After discovering that the market lacked real tracked impulse responses for 3D Audio use, we set out to experiment and produce the first commercial Higher-order Ambisonics impulse response library ever. In this article, we give a behind-the-scenes look at how we did that.
The first big question was which microphones to use. We tested a bunch of setups. For first order Ambisonics there are a few options out there (e.g., the Oktava MK-4012 or the well-known Sennheiser Ambeo VR). As we started the project, we were not quite sure yet in which format we should record the IRs. As you may know, there are other 3D Audio formats out there which we could have also used. We of course also did some tests with the ORTF 3D setup from Schoeps, which was really good sounding. But testing those IRs in a production environment revealed some artifacts we could not fix. We also noticed that it was not possible to match our reference tracks (we will get to that later) with the results as close as we could with an Ambisonics setup. Not to mention that a smaller microphone setup would be more practical to do IRs from helmets, boxes or cars. But the main concern with Ambisonics microphones was that its spatial resolution would not be sufficient enough for 3D audio. But this is only true for FOA (first order Ambisonics). So, we started looking for HOA options. The list here is very short.
The Eigenmike from mhAcoustics finally gave us the flexibility needed for this library. This is a coincident microphone array with 32 capsules. The big advantage of the Eigenmike is if you record all 32 capsules (A-Format), you can then later compute many different formats. In the end you have one recording and get your Ambisonics 1st – 3rd order but are also free to generate other mono, stereo or surround microphone characteristics. For the stereo impulse responses, we used an ORTF characteristic computed from the 32-channel source.

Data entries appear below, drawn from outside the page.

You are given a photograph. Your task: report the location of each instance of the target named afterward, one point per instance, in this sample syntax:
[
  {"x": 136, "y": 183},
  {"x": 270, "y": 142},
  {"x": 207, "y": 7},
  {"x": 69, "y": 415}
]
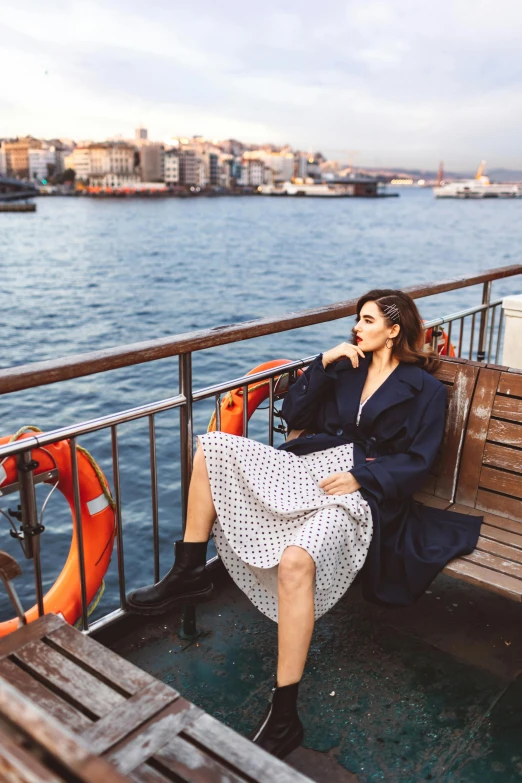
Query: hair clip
[{"x": 392, "y": 311}]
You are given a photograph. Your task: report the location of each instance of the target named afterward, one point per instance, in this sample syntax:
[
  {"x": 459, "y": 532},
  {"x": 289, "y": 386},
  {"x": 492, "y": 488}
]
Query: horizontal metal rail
[{"x": 78, "y": 366}]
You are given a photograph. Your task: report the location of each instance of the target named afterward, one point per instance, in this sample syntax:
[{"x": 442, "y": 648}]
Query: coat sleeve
[
  {"x": 305, "y": 397},
  {"x": 397, "y": 476}
]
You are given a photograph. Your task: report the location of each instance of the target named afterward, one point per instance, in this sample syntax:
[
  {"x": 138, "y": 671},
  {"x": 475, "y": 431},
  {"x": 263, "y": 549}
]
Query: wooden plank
[
  {"x": 43, "y": 697},
  {"x": 506, "y": 432},
  {"x": 510, "y": 383},
  {"x": 147, "y": 740},
  {"x": 240, "y": 753},
  {"x": 128, "y": 716},
  {"x": 475, "y": 436},
  {"x": 499, "y": 549},
  {"x": 193, "y": 765},
  {"x": 502, "y": 457},
  {"x": 508, "y": 586},
  {"x": 55, "y": 739},
  {"x": 430, "y": 500},
  {"x": 501, "y": 481},
  {"x": 459, "y": 404},
  {"x": 28, "y": 633},
  {"x": 507, "y": 408},
  {"x": 501, "y": 535},
  {"x": 499, "y": 564},
  {"x": 499, "y": 505},
  {"x": 76, "y": 686},
  {"x": 99, "y": 660},
  {"x": 18, "y": 765}
]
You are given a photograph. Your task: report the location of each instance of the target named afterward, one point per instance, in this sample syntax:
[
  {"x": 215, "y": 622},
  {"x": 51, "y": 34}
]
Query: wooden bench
[
  {"x": 68, "y": 702},
  {"x": 479, "y": 470}
]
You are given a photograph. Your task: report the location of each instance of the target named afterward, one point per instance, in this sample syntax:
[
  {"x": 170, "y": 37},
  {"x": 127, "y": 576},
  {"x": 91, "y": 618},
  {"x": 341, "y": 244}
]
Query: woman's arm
[{"x": 397, "y": 476}]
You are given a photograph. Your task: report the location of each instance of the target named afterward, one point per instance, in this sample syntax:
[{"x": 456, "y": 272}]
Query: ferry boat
[
  {"x": 427, "y": 693},
  {"x": 477, "y": 188}
]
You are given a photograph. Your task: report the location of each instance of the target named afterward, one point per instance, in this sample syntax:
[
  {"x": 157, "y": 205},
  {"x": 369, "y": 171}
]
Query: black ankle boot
[
  {"x": 186, "y": 582},
  {"x": 280, "y": 732}
]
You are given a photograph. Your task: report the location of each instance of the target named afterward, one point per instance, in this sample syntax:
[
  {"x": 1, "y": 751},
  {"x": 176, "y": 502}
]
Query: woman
[{"x": 294, "y": 526}]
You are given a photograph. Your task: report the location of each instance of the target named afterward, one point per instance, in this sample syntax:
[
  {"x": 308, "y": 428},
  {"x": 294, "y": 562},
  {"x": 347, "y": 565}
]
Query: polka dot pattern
[{"x": 267, "y": 500}]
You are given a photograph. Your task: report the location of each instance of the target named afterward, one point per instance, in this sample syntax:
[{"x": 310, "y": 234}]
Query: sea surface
[{"x": 83, "y": 274}]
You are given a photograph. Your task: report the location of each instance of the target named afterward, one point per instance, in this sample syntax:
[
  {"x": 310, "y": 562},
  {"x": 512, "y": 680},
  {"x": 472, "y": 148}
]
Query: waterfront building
[
  {"x": 17, "y": 155},
  {"x": 152, "y": 162},
  {"x": 171, "y": 167},
  {"x": 42, "y": 163}
]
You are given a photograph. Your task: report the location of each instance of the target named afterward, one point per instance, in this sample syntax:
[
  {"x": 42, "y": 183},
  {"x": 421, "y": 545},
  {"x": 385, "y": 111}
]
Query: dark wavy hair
[{"x": 408, "y": 346}]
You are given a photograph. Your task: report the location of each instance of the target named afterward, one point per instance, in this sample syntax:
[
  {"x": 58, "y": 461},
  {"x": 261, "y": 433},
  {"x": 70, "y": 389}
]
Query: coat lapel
[{"x": 402, "y": 384}]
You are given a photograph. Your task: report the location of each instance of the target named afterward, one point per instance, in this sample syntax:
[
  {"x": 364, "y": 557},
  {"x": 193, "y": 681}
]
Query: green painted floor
[{"x": 431, "y": 692}]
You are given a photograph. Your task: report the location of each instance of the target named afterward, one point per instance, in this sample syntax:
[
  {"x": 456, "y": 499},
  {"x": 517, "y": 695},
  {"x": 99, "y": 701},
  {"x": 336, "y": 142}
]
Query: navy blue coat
[{"x": 395, "y": 445}]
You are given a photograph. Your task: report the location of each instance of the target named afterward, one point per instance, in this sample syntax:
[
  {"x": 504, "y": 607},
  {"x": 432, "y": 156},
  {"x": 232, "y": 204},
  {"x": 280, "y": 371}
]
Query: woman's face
[{"x": 372, "y": 330}]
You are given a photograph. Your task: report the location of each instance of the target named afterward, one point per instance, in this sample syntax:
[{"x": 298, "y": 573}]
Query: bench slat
[
  {"x": 507, "y": 586},
  {"x": 501, "y": 481},
  {"x": 44, "y": 698},
  {"x": 507, "y": 432},
  {"x": 101, "y": 661},
  {"x": 74, "y": 685},
  {"x": 475, "y": 437},
  {"x": 502, "y": 457}
]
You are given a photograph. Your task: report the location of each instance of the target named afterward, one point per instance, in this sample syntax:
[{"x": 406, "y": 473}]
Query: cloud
[{"x": 400, "y": 81}]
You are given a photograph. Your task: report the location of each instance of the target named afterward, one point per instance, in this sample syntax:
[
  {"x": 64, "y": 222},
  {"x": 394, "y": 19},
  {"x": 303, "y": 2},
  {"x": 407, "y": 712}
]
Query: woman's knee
[{"x": 296, "y": 568}]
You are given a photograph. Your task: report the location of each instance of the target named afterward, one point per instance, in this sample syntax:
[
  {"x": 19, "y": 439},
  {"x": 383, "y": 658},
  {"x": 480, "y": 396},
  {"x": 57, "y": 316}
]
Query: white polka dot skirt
[{"x": 267, "y": 500}]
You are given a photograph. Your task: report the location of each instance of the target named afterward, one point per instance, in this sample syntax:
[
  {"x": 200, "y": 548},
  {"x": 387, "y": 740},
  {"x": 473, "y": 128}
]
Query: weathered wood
[
  {"x": 80, "y": 365},
  {"x": 501, "y": 481},
  {"x": 238, "y": 752},
  {"x": 475, "y": 437},
  {"x": 47, "y": 732},
  {"x": 508, "y": 408},
  {"x": 100, "y": 661},
  {"x": 502, "y": 457},
  {"x": 17, "y": 765},
  {"x": 499, "y": 505},
  {"x": 29, "y": 633},
  {"x": 128, "y": 716},
  {"x": 143, "y": 743},
  {"x": 75, "y": 685},
  {"x": 459, "y": 403},
  {"x": 511, "y": 384},
  {"x": 508, "y": 586},
  {"x": 506, "y": 432},
  {"x": 44, "y": 698}
]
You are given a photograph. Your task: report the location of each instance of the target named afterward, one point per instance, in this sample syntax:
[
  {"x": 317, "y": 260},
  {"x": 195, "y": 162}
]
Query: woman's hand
[
  {"x": 339, "y": 484},
  {"x": 342, "y": 351}
]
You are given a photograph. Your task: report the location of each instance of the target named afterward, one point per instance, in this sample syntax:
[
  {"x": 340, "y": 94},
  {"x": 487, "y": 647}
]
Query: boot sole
[{"x": 171, "y": 603}]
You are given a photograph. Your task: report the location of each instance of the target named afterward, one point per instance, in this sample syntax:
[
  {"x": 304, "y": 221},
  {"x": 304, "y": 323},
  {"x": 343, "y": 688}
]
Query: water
[{"x": 84, "y": 274}]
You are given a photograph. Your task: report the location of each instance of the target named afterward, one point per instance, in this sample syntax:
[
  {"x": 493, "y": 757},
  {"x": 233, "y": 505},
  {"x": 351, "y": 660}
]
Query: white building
[
  {"x": 42, "y": 163},
  {"x": 80, "y": 161},
  {"x": 171, "y": 167}
]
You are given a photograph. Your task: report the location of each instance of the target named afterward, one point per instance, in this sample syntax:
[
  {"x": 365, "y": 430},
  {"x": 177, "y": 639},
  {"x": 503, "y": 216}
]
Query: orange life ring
[
  {"x": 232, "y": 403},
  {"x": 98, "y": 518},
  {"x": 444, "y": 347}
]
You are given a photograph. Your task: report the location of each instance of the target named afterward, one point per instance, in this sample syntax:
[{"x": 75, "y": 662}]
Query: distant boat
[{"x": 480, "y": 187}]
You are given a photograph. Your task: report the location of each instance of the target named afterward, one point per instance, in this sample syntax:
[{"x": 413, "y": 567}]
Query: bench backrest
[
  {"x": 460, "y": 377},
  {"x": 490, "y": 476}
]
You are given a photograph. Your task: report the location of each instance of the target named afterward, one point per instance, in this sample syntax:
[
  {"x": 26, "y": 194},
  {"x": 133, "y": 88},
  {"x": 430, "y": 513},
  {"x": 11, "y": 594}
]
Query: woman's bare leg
[
  {"x": 200, "y": 507},
  {"x": 296, "y": 613}
]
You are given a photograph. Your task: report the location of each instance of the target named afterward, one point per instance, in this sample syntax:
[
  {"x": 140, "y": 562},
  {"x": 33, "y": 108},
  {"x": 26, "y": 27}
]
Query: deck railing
[{"x": 483, "y": 341}]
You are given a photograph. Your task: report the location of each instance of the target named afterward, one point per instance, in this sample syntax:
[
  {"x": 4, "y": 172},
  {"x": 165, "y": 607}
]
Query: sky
[{"x": 380, "y": 82}]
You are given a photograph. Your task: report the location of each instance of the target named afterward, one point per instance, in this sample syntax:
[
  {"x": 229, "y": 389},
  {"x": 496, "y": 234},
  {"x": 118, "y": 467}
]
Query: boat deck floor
[{"x": 432, "y": 692}]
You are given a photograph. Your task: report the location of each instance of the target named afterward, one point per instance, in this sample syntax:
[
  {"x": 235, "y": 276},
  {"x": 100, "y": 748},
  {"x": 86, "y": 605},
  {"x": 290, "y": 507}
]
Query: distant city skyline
[{"x": 375, "y": 82}]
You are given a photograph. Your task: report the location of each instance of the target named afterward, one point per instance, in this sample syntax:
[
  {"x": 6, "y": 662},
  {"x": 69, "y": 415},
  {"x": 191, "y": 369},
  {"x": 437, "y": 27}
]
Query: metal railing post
[
  {"x": 185, "y": 388},
  {"x": 29, "y": 518},
  {"x": 486, "y": 296}
]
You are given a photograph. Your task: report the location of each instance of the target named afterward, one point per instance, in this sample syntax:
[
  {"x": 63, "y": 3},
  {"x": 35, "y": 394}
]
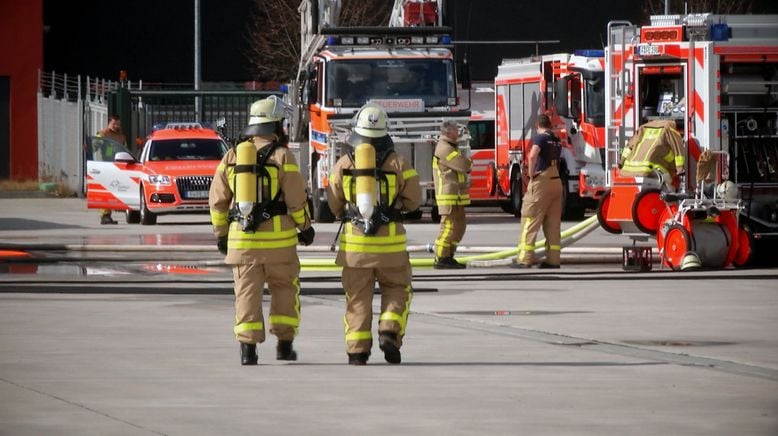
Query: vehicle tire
[
  {"x": 745, "y": 251},
  {"x": 321, "y": 209},
  {"x": 572, "y": 206},
  {"x": 517, "y": 192},
  {"x": 435, "y": 215},
  {"x": 132, "y": 216},
  {"x": 147, "y": 217}
]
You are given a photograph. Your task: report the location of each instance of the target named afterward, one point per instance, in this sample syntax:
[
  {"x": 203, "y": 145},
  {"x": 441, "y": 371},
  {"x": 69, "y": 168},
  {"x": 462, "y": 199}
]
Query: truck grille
[{"x": 194, "y": 187}]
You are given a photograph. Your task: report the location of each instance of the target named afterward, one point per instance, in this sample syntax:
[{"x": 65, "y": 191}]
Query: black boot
[
  {"x": 448, "y": 263},
  {"x": 284, "y": 351},
  {"x": 248, "y": 354},
  {"x": 358, "y": 358},
  {"x": 387, "y": 341}
]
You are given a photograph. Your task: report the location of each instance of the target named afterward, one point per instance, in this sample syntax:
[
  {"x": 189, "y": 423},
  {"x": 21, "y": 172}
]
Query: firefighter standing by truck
[
  {"x": 450, "y": 170},
  {"x": 542, "y": 204},
  {"x": 113, "y": 132},
  {"x": 369, "y": 189},
  {"x": 258, "y": 201}
]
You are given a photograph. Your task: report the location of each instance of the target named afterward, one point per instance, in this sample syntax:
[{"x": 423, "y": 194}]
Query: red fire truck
[
  {"x": 570, "y": 88},
  {"x": 716, "y": 76}
]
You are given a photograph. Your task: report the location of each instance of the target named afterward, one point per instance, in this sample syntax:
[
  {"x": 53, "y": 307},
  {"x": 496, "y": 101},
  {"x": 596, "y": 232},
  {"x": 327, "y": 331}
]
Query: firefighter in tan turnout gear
[
  {"x": 258, "y": 202},
  {"x": 370, "y": 188},
  {"x": 450, "y": 172},
  {"x": 542, "y": 203}
]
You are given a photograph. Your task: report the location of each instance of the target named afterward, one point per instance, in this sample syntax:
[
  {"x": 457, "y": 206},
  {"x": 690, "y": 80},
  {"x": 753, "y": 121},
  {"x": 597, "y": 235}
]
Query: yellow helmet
[
  {"x": 369, "y": 126},
  {"x": 264, "y": 116},
  {"x": 727, "y": 190}
]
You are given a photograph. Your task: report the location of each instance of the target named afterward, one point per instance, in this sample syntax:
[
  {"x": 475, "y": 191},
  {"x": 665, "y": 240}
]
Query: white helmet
[
  {"x": 265, "y": 114},
  {"x": 369, "y": 126},
  {"x": 727, "y": 190}
]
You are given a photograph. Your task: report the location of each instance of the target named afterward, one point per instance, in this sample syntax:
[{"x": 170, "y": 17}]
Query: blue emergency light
[
  {"x": 720, "y": 32},
  {"x": 590, "y": 53}
]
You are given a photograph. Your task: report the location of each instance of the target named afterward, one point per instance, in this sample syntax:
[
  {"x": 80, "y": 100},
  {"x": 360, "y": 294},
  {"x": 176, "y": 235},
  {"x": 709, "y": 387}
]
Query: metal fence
[
  {"x": 149, "y": 108},
  {"x": 71, "y": 109}
]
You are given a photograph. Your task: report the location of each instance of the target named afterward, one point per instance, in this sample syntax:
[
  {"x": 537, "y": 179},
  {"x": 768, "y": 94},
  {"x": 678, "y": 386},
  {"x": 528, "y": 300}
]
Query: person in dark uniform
[{"x": 542, "y": 204}]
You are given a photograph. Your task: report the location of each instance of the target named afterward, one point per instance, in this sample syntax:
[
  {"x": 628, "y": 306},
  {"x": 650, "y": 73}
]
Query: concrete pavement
[{"x": 96, "y": 347}]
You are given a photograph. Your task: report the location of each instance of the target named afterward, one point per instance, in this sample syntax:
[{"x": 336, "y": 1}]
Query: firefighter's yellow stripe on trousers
[
  {"x": 240, "y": 328},
  {"x": 359, "y": 336}
]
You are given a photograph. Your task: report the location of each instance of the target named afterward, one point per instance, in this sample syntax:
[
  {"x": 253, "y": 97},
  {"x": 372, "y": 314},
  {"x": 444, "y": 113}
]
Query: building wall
[{"x": 21, "y": 56}]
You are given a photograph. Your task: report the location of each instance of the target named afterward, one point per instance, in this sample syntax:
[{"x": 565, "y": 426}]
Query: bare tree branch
[{"x": 724, "y": 7}]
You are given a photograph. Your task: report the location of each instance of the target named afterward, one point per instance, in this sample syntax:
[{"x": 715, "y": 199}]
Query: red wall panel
[{"x": 21, "y": 56}]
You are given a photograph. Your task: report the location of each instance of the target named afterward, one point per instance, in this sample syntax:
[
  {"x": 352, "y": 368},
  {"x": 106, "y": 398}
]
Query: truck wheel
[
  {"x": 132, "y": 216},
  {"x": 516, "y": 194},
  {"x": 321, "y": 209},
  {"x": 572, "y": 206},
  {"x": 147, "y": 217}
]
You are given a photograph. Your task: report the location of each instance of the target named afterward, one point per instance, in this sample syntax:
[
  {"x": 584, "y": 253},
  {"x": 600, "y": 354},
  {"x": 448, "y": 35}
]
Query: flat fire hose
[{"x": 495, "y": 259}]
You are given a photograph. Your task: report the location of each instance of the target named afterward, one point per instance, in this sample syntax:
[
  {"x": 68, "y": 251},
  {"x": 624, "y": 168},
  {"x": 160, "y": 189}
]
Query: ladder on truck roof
[
  {"x": 412, "y": 13},
  {"x": 620, "y": 33}
]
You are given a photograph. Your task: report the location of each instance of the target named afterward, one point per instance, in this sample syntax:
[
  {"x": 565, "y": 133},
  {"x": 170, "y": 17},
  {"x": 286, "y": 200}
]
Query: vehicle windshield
[
  {"x": 187, "y": 149},
  {"x": 595, "y": 99},
  {"x": 351, "y": 83}
]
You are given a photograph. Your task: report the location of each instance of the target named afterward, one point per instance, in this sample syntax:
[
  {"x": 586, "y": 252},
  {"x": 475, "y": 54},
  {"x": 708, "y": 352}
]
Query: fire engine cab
[
  {"x": 407, "y": 68},
  {"x": 716, "y": 77},
  {"x": 570, "y": 88}
]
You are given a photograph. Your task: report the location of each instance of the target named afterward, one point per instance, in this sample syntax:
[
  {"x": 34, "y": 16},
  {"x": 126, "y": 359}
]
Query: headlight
[{"x": 159, "y": 180}]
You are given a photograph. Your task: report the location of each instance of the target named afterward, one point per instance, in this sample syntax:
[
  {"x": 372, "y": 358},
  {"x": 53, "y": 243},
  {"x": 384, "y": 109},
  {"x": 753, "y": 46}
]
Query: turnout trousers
[
  {"x": 542, "y": 207},
  {"x": 452, "y": 229},
  {"x": 396, "y": 295},
  {"x": 284, "y": 284}
]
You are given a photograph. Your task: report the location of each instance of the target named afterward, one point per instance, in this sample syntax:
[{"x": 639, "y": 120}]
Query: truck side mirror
[{"x": 560, "y": 97}]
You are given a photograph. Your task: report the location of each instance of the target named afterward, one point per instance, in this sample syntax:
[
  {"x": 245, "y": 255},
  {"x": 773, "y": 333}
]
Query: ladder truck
[
  {"x": 716, "y": 77},
  {"x": 570, "y": 89},
  {"x": 406, "y": 67}
]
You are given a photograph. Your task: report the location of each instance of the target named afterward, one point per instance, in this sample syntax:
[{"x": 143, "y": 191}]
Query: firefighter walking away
[
  {"x": 450, "y": 170},
  {"x": 542, "y": 204},
  {"x": 258, "y": 203},
  {"x": 369, "y": 188}
]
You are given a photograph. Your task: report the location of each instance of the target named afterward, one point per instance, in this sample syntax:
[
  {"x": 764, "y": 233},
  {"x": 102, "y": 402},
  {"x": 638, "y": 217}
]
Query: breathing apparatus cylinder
[
  {"x": 364, "y": 160},
  {"x": 246, "y": 181}
]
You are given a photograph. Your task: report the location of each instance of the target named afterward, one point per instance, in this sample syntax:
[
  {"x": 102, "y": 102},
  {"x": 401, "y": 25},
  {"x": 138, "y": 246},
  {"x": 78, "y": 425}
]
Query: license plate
[
  {"x": 197, "y": 194},
  {"x": 648, "y": 50}
]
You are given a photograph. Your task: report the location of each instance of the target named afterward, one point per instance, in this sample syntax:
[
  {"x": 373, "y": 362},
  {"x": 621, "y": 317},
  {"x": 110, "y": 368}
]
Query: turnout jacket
[
  {"x": 655, "y": 146},
  {"x": 449, "y": 172},
  {"x": 274, "y": 240},
  {"x": 401, "y": 190}
]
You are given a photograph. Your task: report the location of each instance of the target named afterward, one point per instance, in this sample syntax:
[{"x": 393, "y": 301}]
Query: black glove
[
  {"x": 221, "y": 244},
  {"x": 306, "y": 236}
]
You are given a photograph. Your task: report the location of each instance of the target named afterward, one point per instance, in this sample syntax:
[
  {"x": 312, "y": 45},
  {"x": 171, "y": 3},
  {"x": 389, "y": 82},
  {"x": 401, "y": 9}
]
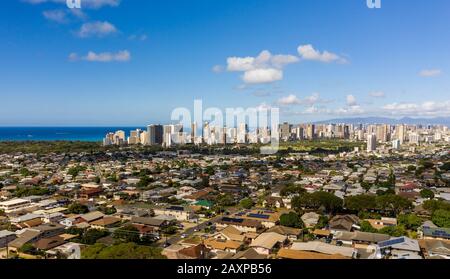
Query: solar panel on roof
[
  {"x": 260, "y": 216},
  {"x": 391, "y": 242},
  {"x": 179, "y": 208},
  {"x": 234, "y": 220}
]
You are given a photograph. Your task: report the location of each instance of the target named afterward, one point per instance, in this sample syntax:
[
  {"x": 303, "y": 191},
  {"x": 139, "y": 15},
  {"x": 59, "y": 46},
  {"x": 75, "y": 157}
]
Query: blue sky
[{"x": 132, "y": 62}]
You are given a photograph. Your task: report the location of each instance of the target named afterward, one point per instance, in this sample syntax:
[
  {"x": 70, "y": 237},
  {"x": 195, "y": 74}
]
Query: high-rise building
[
  {"x": 414, "y": 138},
  {"x": 285, "y": 131},
  {"x": 193, "y": 131},
  {"x": 401, "y": 133},
  {"x": 371, "y": 142},
  {"x": 396, "y": 144},
  {"x": 310, "y": 131},
  {"x": 242, "y": 133},
  {"x": 155, "y": 134}
]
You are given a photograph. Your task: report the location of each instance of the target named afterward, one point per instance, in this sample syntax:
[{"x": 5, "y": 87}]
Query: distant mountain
[{"x": 392, "y": 121}]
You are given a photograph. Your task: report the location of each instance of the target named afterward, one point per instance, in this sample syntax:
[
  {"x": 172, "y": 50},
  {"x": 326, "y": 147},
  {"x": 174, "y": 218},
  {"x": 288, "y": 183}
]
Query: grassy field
[{"x": 45, "y": 147}]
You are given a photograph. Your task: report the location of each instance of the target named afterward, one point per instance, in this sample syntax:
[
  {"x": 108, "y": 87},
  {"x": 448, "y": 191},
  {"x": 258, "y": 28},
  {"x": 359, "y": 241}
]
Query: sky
[{"x": 131, "y": 62}]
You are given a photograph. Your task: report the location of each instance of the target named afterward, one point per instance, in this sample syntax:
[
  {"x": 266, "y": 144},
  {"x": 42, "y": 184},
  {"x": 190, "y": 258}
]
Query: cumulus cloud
[
  {"x": 217, "y": 69},
  {"x": 429, "y": 108},
  {"x": 307, "y": 52},
  {"x": 136, "y": 37},
  {"x": 351, "y": 100},
  {"x": 96, "y": 29},
  {"x": 265, "y": 68},
  {"x": 120, "y": 56},
  {"x": 350, "y": 110},
  {"x": 377, "y": 94},
  {"x": 430, "y": 73},
  {"x": 89, "y": 4},
  {"x": 58, "y": 16},
  {"x": 307, "y": 101},
  {"x": 256, "y": 76}
]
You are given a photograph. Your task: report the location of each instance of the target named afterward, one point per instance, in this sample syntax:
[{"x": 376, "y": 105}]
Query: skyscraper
[
  {"x": 310, "y": 131},
  {"x": 371, "y": 142},
  {"x": 155, "y": 134}
]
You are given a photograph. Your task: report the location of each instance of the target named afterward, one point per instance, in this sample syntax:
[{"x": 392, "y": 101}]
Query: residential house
[
  {"x": 266, "y": 242},
  {"x": 6, "y": 237},
  {"x": 324, "y": 248},
  {"x": 310, "y": 219}
]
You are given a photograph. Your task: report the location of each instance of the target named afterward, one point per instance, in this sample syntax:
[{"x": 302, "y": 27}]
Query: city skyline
[{"x": 103, "y": 69}]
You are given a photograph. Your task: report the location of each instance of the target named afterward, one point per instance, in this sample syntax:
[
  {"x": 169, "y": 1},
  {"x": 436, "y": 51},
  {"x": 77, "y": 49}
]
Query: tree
[
  {"x": 330, "y": 202},
  {"x": 393, "y": 203},
  {"x": 291, "y": 219},
  {"x": 77, "y": 208},
  {"x": 121, "y": 251},
  {"x": 27, "y": 248},
  {"x": 395, "y": 231},
  {"x": 225, "y": 200},
  {"x": 367, "y": 227},
  {"x": 360, "y": 202},
  {"x": 75, "y": 170},
  {"x": 90, "y": 236},
  {"x": 128, "y": 233},
  {"x": 427, "y": 194},
  {"x": 433, "y": 205},
  {"x": 441, "y": 218},
  {"x": 246, "y": 203},
  {"x": 409, "y": 221},
  {"x": 291, "y": 189},
  {"x": 445, "y": 166}
]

The result sounded very natural and the Eigenmike brought a lot of practical benefits (setup, size) while giving us the opportunity to extend the spatial resolution compared to regular Ambisonics microphones. Even though we still prefer the ORTF3D over Ambisonics in general for surround and VR recordings, for this particular project the Eigenmike was our choice.
Choice of excitement:
If you want to record an impulse response, you have to excite the space you want to capture. We all know the method of firing a pistol, like we did for our Outdoor Impulse Responses library. This is not an option if you want to do a session in a church or indoors in general. Firing an impulse that way always has some natural random variables. Sweeping is definitely something more reproductive and scientific. You can also excite a space with MLS (Minimum Length Sequence) measurement, which we also tested. In comparison, the signal to noise ratio of sweeping was way better.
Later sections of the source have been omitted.